In such a situation would the Admin be any more likely (or, indeed "less likely") to know that backups are not happening because of CHECKDB detection than because of not making the backup at all?

If there is any reporting of the error (which of course there should be) then that is enough to act on it. I don't think stopping backups, when the corruption may go from and to worse, is a safe strategy - nor any more likely to be the catalyst for action.

If the DB is in Full Recovery, and the TLog backups are clean, then there is the ability to have a zero-data-loss restore. If not then there as I see it there are three choices:

Restore from last-clean-backup, and repeat the work since.
Restore from the most recent corrupted backup with tolerable damage
Carry on - i.e. the damage-repair of current database is tolerable.

I'm not planning on ever being in the situation of having to make any of those choices, but if push came to shove I would like to have option 2 as well.

I agree. Yet we get a fair number of questions on this forum along the lines of "I have to repair my database" - usually the backups are non-existent (why? ) or too far out of date (Why x2?)

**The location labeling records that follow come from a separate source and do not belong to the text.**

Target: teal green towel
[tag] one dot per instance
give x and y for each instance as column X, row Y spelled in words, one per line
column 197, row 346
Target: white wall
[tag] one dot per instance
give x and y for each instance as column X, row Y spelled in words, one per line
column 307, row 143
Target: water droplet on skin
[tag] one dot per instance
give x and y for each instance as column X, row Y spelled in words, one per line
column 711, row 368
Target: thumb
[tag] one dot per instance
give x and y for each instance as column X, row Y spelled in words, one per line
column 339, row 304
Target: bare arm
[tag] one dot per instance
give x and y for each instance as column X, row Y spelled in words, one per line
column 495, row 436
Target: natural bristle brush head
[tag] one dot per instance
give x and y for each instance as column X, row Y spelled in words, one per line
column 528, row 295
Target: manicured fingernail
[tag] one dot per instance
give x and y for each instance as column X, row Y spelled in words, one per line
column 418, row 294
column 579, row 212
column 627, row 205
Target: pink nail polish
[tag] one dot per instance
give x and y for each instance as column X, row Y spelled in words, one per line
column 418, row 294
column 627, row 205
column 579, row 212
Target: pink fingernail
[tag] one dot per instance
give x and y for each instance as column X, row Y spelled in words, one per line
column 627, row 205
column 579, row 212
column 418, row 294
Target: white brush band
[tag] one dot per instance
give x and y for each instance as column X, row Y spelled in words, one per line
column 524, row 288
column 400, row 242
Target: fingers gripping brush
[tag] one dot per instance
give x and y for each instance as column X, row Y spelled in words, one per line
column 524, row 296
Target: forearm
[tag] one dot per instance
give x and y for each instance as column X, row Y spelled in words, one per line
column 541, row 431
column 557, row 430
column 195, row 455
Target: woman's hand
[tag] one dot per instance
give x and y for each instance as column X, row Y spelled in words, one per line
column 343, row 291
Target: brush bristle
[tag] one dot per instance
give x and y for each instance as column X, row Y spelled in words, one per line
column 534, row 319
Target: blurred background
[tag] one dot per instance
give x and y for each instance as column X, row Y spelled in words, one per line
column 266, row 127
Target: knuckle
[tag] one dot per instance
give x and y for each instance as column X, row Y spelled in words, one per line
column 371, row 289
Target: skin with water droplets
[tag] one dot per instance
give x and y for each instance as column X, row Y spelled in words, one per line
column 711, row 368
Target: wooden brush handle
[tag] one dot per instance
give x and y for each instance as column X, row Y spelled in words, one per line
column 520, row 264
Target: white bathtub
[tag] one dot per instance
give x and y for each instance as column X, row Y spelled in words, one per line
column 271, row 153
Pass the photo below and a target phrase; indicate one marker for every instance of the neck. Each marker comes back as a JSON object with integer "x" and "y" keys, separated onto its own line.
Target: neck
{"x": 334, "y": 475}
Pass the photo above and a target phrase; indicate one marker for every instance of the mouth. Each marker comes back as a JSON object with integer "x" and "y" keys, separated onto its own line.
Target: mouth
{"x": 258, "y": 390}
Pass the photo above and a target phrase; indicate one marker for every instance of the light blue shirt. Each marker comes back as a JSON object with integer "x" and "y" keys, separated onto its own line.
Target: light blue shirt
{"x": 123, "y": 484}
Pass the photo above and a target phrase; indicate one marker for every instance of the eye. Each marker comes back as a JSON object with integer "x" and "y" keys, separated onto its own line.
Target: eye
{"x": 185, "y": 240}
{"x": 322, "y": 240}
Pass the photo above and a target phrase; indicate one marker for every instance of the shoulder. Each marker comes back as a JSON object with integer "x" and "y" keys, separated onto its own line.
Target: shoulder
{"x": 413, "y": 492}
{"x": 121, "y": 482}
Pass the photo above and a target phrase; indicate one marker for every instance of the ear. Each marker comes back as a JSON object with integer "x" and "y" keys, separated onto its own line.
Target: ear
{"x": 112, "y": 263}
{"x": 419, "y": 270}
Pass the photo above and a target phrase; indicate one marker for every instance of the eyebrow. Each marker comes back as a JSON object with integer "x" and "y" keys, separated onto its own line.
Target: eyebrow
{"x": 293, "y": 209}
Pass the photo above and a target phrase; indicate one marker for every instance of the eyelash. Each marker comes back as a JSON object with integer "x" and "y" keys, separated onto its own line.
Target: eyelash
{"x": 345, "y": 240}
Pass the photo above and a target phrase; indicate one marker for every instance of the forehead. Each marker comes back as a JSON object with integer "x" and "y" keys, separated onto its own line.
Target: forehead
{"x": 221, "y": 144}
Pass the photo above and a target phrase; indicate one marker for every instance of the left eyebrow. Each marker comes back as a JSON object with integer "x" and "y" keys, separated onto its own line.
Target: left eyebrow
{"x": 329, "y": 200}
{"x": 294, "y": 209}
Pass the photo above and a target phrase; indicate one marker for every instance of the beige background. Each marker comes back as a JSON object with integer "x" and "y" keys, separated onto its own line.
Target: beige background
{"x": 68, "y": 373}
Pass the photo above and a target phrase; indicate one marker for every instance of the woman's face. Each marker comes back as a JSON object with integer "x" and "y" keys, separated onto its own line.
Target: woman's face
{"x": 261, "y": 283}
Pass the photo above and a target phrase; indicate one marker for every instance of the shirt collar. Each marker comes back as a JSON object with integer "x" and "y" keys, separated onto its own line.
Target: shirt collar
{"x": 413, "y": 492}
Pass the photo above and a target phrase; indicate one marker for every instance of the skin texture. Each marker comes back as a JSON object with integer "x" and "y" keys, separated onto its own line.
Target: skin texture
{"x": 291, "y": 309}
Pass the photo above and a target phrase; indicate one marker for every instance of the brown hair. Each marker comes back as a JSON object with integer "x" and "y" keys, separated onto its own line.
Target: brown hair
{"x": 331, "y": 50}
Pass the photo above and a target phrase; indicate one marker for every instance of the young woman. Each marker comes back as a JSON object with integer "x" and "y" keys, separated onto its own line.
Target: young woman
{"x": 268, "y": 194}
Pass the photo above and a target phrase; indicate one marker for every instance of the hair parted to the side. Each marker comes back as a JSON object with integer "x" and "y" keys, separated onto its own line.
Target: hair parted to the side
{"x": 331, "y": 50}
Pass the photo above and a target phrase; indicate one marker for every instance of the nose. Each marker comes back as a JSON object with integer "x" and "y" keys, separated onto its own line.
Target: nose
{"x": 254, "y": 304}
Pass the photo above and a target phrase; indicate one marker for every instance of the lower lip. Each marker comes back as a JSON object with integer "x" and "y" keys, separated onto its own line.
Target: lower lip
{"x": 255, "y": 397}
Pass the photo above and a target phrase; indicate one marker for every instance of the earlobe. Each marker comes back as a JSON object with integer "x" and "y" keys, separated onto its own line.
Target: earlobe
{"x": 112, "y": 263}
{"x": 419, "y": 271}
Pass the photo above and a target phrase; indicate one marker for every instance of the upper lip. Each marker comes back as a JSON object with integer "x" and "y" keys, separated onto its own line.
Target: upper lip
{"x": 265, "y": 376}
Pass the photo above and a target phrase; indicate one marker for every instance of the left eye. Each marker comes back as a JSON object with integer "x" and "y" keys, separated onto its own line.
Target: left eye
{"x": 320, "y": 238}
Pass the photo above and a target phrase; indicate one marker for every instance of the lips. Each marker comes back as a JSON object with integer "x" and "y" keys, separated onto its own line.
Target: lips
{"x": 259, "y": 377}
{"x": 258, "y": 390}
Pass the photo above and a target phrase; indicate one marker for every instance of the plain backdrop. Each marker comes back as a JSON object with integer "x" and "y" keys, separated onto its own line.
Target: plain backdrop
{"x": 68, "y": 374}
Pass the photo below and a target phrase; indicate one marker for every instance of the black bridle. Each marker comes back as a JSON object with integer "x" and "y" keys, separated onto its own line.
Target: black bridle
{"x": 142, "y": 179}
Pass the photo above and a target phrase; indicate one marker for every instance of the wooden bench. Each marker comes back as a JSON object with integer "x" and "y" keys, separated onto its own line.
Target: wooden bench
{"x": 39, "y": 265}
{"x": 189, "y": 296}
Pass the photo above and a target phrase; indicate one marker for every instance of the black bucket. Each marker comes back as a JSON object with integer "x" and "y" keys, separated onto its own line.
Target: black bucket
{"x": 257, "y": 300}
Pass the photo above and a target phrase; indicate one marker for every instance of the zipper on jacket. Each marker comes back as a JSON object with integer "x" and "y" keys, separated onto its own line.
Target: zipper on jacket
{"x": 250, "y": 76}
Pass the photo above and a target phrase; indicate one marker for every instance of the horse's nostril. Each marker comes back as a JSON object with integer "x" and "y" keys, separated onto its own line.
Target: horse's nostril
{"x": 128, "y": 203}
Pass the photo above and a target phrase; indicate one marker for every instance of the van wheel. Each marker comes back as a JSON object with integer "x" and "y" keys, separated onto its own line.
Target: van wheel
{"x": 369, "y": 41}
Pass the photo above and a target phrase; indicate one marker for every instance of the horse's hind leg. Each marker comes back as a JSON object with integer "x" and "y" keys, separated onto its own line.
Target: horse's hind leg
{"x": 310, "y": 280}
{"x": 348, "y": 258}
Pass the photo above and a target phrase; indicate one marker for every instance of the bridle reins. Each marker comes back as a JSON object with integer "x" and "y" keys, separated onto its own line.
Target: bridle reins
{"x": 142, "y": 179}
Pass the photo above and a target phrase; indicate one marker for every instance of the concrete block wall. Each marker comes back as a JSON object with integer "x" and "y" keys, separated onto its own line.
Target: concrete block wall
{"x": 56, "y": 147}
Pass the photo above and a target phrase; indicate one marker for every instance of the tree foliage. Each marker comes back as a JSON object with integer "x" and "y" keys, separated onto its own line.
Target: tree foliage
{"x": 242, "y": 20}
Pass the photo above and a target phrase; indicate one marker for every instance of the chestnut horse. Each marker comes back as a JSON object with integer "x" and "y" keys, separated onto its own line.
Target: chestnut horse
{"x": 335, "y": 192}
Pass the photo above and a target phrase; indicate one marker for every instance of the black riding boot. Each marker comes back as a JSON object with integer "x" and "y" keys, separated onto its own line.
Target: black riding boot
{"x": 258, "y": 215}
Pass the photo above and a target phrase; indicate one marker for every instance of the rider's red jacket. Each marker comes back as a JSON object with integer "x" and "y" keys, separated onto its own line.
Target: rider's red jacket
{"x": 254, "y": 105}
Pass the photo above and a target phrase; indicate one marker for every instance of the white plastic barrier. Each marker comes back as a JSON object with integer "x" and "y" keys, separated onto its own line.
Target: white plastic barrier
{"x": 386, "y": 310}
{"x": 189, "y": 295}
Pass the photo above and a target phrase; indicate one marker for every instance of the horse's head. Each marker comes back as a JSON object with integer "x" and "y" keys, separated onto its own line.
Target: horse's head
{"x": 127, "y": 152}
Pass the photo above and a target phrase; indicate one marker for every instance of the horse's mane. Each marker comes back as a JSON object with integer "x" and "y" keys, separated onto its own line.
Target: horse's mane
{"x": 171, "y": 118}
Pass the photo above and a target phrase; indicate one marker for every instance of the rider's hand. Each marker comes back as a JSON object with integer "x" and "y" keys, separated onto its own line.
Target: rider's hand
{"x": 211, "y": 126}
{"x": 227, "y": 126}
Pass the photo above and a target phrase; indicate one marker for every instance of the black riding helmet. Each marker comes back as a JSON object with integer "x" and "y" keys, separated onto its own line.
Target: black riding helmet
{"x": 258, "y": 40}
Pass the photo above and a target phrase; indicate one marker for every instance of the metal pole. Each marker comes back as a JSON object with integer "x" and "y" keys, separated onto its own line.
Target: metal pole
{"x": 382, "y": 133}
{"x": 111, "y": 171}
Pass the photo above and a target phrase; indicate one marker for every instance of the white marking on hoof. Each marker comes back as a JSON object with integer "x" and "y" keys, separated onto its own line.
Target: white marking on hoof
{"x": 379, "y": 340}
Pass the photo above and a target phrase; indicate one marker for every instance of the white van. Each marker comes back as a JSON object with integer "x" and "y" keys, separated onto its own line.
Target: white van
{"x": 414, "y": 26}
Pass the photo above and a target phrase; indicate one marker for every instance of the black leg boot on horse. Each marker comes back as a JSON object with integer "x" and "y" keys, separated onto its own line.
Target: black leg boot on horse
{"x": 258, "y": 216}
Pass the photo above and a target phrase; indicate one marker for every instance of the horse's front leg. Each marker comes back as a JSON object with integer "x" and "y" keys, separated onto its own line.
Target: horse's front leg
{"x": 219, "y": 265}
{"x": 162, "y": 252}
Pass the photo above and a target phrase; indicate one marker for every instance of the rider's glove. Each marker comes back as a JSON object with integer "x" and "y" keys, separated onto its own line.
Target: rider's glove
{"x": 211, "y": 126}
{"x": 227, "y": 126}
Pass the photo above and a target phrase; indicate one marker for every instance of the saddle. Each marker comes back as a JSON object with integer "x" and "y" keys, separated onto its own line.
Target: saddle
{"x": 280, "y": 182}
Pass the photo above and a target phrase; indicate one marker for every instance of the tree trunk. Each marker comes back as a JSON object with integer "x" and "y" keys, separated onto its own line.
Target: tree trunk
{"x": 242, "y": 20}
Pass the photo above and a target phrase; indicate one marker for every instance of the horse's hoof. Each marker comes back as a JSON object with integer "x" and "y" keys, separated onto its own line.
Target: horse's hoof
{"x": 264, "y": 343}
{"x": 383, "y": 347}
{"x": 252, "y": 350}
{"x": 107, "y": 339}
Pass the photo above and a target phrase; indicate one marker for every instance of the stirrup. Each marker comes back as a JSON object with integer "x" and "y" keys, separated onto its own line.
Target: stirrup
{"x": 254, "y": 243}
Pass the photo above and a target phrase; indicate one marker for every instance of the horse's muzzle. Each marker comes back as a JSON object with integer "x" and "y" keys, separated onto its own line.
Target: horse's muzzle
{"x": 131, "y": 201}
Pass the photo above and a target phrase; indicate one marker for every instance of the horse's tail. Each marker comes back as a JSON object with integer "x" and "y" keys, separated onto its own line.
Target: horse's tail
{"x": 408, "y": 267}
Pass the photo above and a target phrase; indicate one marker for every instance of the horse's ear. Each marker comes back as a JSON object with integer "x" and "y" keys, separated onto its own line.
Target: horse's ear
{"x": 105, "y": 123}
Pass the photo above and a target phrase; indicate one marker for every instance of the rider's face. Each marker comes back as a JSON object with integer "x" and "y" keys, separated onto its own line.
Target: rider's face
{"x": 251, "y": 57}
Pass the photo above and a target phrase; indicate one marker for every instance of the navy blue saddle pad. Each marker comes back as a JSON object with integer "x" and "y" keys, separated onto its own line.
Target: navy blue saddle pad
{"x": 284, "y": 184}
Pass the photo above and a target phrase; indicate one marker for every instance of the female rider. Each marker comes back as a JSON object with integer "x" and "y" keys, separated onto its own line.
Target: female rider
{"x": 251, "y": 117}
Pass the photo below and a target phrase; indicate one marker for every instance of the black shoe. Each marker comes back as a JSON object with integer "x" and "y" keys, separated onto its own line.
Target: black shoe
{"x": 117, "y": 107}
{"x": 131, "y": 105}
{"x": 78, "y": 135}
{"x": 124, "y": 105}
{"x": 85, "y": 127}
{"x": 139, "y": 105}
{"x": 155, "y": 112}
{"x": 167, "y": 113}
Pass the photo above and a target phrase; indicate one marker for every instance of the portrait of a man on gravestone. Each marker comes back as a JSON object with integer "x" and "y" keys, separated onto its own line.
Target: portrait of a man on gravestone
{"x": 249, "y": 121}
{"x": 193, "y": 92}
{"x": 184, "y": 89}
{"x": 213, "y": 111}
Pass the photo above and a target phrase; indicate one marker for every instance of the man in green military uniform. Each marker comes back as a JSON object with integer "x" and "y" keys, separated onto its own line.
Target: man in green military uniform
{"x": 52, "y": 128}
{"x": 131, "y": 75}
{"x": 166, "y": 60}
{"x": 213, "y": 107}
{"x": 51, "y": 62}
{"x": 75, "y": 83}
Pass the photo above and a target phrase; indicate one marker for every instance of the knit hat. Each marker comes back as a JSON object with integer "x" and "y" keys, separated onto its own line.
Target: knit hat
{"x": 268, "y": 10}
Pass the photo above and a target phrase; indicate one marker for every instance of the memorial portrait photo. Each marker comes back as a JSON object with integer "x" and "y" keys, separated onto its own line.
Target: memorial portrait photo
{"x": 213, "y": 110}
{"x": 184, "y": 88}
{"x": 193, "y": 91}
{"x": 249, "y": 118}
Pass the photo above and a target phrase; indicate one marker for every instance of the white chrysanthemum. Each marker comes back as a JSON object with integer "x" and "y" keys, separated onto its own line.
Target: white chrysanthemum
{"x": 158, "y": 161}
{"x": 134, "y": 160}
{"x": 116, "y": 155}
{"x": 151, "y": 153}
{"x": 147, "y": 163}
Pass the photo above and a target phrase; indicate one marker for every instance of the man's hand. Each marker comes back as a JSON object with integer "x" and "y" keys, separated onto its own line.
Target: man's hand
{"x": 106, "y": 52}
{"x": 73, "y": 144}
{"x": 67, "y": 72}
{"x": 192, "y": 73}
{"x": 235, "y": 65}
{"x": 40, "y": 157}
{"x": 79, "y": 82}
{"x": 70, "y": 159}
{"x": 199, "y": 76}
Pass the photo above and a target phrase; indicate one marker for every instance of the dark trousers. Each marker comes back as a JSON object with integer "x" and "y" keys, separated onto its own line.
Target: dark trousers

Thanks, I didn't know that. (My databases have probably all migrated from pre-2005, although I will have run DATA_PURITY at the point of migration)

I should have said that I was assuming that the error would be noticed. I still take the view that if errors are not being noticed then it is not likely that the absence of a backup file will be noticed either!

My biggest worry always is whether anything that can go wrong will adequately announce the fact. Over the years we have "improved" such notifications, and each time I have thanked my lucky stars that we hadn't had a breakdown that would have fallen through that crack.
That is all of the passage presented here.